One reason certainly is, that they, the men of science, at least, have not made religion sufficiently a point of their study to know the force of the arguments that have been urged in its favour their pursuits are for the most part limited to one point, and it cannot, or ought not to be expected that single-eyed science can -furnish them with all which such a subject naturally demands. It is by extending the view more widely round the horizon, that the great truth will become necessarily obvious to the sight. We may indeed assert of those philosophers who have so enlarged their prospects, that their religious feeling has increased in the same proportion in which their sphere of vision was expanded; and they have been, that is, the wisest and ablest of them, the very persons who have enrolled themselves in the lists as the most zealous champions of religion.
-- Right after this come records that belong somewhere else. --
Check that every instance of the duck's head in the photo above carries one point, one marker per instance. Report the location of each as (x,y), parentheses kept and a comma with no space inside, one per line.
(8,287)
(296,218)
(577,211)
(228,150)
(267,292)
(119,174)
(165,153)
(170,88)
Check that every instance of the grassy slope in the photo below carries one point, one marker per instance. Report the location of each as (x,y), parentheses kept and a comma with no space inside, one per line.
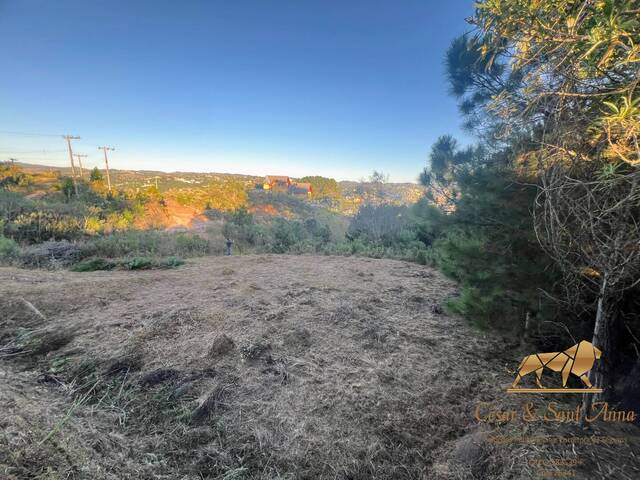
(339,368)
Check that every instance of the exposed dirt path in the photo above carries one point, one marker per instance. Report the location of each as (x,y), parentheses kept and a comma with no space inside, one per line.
(333,368)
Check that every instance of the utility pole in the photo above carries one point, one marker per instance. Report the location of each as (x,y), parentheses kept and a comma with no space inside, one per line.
(106,163)
(68,138)
(80,157)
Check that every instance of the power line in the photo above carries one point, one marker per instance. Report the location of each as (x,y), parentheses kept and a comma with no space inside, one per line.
(41,152)
(68,138)
(27,134)
(106,163)
(80,156)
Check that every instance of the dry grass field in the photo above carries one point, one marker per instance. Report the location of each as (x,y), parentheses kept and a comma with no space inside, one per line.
(253,367)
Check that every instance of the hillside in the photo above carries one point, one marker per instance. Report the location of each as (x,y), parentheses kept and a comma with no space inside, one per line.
(254,367)
(352,193)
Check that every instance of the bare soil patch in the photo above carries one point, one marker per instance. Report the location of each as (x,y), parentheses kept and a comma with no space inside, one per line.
(248,367)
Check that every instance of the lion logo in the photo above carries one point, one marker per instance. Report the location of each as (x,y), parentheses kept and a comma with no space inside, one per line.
(577,360)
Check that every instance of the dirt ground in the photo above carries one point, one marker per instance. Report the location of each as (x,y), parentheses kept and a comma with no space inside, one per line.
(259,367)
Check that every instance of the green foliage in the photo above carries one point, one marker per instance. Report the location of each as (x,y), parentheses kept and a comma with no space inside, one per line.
(285,234)
(12,176)
(386,224)
(240,227)
(96,175)
(139,263)
(191,244)
(488,245)
(147,263)
(323,187)
(93,264)
(39,226)
(65,185)
(13,204)
(146,243)
(8,248)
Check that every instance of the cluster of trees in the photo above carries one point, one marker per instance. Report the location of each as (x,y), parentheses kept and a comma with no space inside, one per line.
(540,218)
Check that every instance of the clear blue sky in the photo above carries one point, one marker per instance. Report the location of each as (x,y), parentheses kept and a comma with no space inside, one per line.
(297,87)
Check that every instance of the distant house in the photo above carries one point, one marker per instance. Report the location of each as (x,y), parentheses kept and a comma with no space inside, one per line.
(278,183)
(281,183)
(300,188)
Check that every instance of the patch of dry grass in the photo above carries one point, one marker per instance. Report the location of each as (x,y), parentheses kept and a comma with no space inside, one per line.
(291,367)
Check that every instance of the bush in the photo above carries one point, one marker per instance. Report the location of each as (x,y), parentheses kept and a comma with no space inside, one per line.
(146,263)
(191,244)
(93,264)
(381,223)
(8,248)
(284,235)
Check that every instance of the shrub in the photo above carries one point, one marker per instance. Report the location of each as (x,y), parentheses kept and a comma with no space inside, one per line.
(380,223)
(93,264)
(284,235)
(139,263)
(191,244)
(8,248)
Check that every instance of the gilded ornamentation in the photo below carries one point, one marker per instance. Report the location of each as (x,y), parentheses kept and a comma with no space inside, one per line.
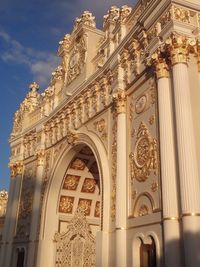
(136,56)
(85,205)
(64,45)
(78,164)
(26,203)
(140,104)
(125,11)
(179,47)
(154,186)
(152,119)
(57,75)
(143,211)
(66,204)
(114,167)
(77,60)
(166,18)
(89,185)
(76,246)
(100,126)
(71,138)
(160,65)
(181,14)
(3,202)
(40,154)
(144,158)
(112,15)
(16,168)
(134,194)
(119,99)
(97,209)
(86,19)
(71,182)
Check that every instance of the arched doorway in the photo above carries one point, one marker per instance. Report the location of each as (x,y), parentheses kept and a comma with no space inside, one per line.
(55,219)
(79,203)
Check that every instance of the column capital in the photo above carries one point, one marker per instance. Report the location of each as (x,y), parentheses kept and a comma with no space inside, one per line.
(197,52)
(119,99)
(160,65)
(40,155)
(179,47)
(16,168)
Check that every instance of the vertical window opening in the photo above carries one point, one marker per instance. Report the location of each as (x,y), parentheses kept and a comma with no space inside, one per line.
(148,255)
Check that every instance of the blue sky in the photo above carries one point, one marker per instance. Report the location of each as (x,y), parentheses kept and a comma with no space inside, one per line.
(29,36)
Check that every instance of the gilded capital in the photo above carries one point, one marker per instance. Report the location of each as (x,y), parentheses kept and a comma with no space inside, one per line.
(40,155)
(179,47)
(71,138)
(198,54)
(20,167)
(119,99)
(160,65)
(16,168)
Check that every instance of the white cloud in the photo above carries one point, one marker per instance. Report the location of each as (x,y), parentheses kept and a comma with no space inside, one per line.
(40,63)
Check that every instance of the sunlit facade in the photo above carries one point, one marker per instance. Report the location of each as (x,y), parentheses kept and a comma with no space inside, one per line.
(105,162)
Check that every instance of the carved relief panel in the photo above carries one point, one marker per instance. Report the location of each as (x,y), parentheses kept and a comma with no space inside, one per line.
(26,202)
(144,152)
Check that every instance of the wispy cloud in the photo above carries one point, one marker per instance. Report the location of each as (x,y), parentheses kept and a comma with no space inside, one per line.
(40,63)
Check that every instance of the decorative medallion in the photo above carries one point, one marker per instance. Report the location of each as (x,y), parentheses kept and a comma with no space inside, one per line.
(94,169)
(97,209)
(78,164)
(143,210)
(140,104)
(154,186)
(85,205)
(66,204)
(71,182)
(89,185)
(86,151)
(144,158)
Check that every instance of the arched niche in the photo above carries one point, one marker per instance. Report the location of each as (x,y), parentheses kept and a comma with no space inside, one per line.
(54,218)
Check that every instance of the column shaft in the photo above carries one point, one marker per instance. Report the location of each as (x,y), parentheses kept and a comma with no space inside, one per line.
(188,168)
(121,184)
(168,176)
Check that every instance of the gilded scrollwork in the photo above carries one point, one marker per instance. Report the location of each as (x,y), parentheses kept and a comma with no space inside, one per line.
(144,158)
(119,99)
(140,104)
(101,127)
(3,202)
(76,246)
(72,137)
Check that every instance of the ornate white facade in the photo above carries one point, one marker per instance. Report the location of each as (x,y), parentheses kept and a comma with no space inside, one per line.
(105,162)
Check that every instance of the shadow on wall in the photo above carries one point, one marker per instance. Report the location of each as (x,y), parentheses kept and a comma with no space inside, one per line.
(189,251)
(146,252)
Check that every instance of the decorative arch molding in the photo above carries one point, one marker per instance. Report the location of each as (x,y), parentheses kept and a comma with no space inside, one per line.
(144,205)
(58,170)
(146,238)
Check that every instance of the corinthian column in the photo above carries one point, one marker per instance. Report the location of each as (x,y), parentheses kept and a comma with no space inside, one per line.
(35,220)
(168,169)
(188,168)
(121,181)
(11,214)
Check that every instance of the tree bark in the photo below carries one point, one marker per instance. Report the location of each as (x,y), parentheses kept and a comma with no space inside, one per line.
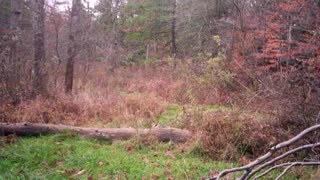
(13,68)
(38,71)
(109,134)
(173,29)
(73,44)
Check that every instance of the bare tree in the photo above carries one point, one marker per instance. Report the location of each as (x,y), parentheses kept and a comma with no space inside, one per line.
(15,17)
(73,44)
(173,29)
(38,71)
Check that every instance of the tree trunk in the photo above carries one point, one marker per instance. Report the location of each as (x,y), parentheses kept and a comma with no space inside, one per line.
(73,44)
(13,68)
(173,29)
(109,134)
(38,71)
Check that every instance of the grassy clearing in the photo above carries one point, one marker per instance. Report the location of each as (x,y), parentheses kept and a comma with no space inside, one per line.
(66,156)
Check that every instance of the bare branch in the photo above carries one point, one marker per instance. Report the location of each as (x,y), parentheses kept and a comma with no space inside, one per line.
(287,164)
(281,157)
(248,168)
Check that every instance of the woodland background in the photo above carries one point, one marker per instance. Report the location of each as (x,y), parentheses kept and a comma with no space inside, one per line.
(242,75)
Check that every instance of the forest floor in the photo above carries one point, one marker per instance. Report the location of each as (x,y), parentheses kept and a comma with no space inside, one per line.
(225,133)
(66,156)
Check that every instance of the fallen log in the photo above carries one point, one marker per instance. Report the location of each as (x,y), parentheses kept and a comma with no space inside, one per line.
(109,134)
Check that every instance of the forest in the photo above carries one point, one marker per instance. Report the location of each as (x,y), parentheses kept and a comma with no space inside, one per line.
(160,89)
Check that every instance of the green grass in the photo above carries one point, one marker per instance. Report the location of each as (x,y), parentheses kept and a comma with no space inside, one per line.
(66,156)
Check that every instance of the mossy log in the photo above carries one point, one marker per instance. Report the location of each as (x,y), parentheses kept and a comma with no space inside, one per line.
(109,134)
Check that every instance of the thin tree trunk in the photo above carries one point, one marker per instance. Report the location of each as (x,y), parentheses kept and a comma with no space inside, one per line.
(16,6)
(73,44)
(173,29)
(38,71)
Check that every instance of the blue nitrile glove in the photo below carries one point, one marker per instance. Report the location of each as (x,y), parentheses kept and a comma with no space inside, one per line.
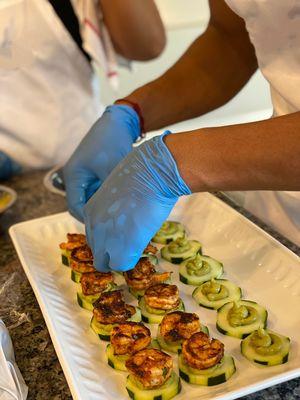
(8,167)
(131,205)
(106,144)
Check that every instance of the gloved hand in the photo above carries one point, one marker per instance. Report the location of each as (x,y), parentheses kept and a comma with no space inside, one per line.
(131,205)
(8,167)
(106,144)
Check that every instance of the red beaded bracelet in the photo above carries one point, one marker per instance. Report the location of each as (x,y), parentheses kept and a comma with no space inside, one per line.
(138,110)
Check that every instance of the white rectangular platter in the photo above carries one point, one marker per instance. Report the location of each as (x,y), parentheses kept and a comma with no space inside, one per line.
(266,271)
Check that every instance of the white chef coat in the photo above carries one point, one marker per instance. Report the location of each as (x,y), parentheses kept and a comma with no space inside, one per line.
(274,29)
(48,96)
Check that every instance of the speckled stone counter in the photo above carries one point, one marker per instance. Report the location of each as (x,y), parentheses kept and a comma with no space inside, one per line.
(19,309)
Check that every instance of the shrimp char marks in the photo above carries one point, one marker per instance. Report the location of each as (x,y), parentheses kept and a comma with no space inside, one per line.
(177,326)
(126,339)
(158,301)
(202,361)
(92,284)
(73,240)
(151,376)
(142,276)
(81,262)
(110,310)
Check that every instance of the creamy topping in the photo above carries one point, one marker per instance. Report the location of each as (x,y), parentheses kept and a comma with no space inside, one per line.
(179,246)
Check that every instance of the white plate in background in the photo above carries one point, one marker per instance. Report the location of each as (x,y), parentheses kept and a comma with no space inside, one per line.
(266,271)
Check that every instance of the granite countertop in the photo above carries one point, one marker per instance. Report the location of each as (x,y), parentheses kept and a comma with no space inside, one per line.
(19,309)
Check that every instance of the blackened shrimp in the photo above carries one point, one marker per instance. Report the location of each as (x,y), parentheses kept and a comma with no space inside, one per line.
(151,367)
(150,249)
(130,337)
(201,352)
(74,240)
(110,308)
(162,296)
(179,325)
(81,259)
(95,282)
(144,275)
Milton was one of the most learned persons of whom we have any account from history; he wrote on education, on politics, composed poetry, as is well known, both in Latin and English; and yet employed his pen also on religious subjects, many of which are given in his works; and an additional theological treatise lately discovered, is now about to be published to the world.

Locke was eminently distinguished for the variety of his attainments, as the style of his essays will attest. He is celebrated by Sydenham for his skill in medicine, and his writings embrace not merely the philosophy of the mind, but, civil government, the value of money, education, and (though a layman) also theology.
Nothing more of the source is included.